O Potential Future Exposure (PFE), por sua vez, estima o valor máximo esperado de exposição ao longo do tempo, até o vencimento do contrato, com base em um determinado nível de confiança. Ao contrário da CE que captura o risco presente, o PFE incorpora a incerteza associada às flutuações de mercado que podem ocorrer no futuro. Sendo que o PFE é importante para a modelagem de cenários de estresse, especialmente em transações de derivativos de longo prazo, onde as variações de mercado podem aumentar significativamente o risco de contraparte.
Hedge do Risco de Crédito de Contraparte por meio do CVA:
Este hedge pode ser feito utilizando instrumentos financeiros que compensem as variações do CVA e metodologias tradicionais de hedge tais como:
- Delta Hedge: Focado na variação da qualidade de crédito.
- Gamma Hedge: Considera simultaneamente a variação da qualidade de crédito e dos preços dos ativos subjacentes, como taxas de juros ou câmbio.
Tem um detalhe a ser considerado nisto, de que apesar da existência de ferramentas como o hedge do CVA, existem desafios práticos, como a correlação entre a qualidade de crédito e os preços dos ativos subjacentes, o que pode dificultar a criação de um hedge perfeito.
Benefícios e Desvantagens da Utilização do CVA:
A aplicação do CVA oferece diversos benefícios, incluindo a capacidade de marcar o risco de contraparte ao mercado e implementar estratégias de hedge eficazes, o que pode ajudar as instituições a evitar grandes perdas, mesmo em crises financeiras, como observado no colapso do Lehman Brothers ou do Marka. Além disso, o uso do CVA também ajuda a mitigar o problema de seleção adversa, onde bancos que não consideram o CVA podem acumular riscos com contrapartes de menor qualidade de crédito.

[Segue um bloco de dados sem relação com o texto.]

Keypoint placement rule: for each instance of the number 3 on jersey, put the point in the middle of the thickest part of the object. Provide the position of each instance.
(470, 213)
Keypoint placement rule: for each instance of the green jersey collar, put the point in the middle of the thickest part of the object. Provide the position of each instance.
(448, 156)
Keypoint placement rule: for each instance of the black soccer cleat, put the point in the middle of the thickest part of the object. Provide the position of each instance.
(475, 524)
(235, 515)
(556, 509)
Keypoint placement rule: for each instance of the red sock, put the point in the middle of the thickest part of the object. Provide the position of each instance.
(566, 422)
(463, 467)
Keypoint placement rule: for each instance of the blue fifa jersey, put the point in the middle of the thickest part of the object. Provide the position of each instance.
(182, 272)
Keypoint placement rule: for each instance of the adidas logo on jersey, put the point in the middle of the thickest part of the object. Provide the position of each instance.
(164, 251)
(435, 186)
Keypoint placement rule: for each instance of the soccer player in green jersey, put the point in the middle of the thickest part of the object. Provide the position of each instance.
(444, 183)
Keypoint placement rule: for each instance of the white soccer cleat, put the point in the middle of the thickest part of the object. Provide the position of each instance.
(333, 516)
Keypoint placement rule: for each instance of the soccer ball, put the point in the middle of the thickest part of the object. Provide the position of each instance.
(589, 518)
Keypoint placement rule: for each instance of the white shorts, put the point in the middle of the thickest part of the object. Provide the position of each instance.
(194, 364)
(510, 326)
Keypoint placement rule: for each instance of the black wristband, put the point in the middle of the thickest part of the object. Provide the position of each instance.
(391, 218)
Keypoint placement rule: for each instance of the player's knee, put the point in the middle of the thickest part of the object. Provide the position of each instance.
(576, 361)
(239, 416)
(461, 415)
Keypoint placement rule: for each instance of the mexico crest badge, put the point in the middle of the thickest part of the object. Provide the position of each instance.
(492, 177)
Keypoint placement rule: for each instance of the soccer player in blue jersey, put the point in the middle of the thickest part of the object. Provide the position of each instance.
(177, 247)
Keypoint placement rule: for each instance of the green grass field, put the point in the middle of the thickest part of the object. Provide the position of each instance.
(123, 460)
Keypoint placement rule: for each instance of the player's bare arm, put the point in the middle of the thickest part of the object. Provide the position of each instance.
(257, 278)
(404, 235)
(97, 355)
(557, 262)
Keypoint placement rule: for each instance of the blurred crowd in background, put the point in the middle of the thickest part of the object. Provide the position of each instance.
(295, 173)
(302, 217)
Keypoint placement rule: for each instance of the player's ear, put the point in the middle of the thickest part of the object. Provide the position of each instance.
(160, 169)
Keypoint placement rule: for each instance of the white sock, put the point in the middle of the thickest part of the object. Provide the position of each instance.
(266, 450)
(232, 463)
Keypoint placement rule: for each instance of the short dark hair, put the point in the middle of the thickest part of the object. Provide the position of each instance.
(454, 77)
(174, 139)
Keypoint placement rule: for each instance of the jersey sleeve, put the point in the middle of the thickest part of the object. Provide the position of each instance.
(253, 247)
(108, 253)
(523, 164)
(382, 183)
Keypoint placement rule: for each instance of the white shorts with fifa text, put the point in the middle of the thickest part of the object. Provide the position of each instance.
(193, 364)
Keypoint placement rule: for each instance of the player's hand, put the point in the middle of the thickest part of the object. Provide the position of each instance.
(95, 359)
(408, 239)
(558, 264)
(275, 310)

Entretanto também temos algumas desvantagens associadas ao CVA, incluindo o alto custo de adoção e a complexidade técnica envolvida na implementação de modelos precisos para medir o risco de crédito das contrapartes. Assim como a falta de padrões claros na mensuração da qualidade de crédito das contrapartes e as limitações tecnológicas também representam desafios significativos para a adoção generalizada do CVA.
Exigências Regulatórias
Após a crise financeira de 2008, aonde este problema veio mais à tona a nível global, o Comitê de Basileia propôs o fortalecimento dos requisitos de capital para as alterações no valor de mercado (mark-to-market) associadas ao CVA em transações de derivativos de balcão (OTC), para exatamente cobrir os riscos decorrentes tanto das mudanças na qualidade de crédito das contrapartes quanto das variações nos preços dos ativos subjacentes. O objetivo foi de garantir que as instituições financeiras possuam capital suficiente para absorver as perdas potenciais resultantes de mudanças no CVA.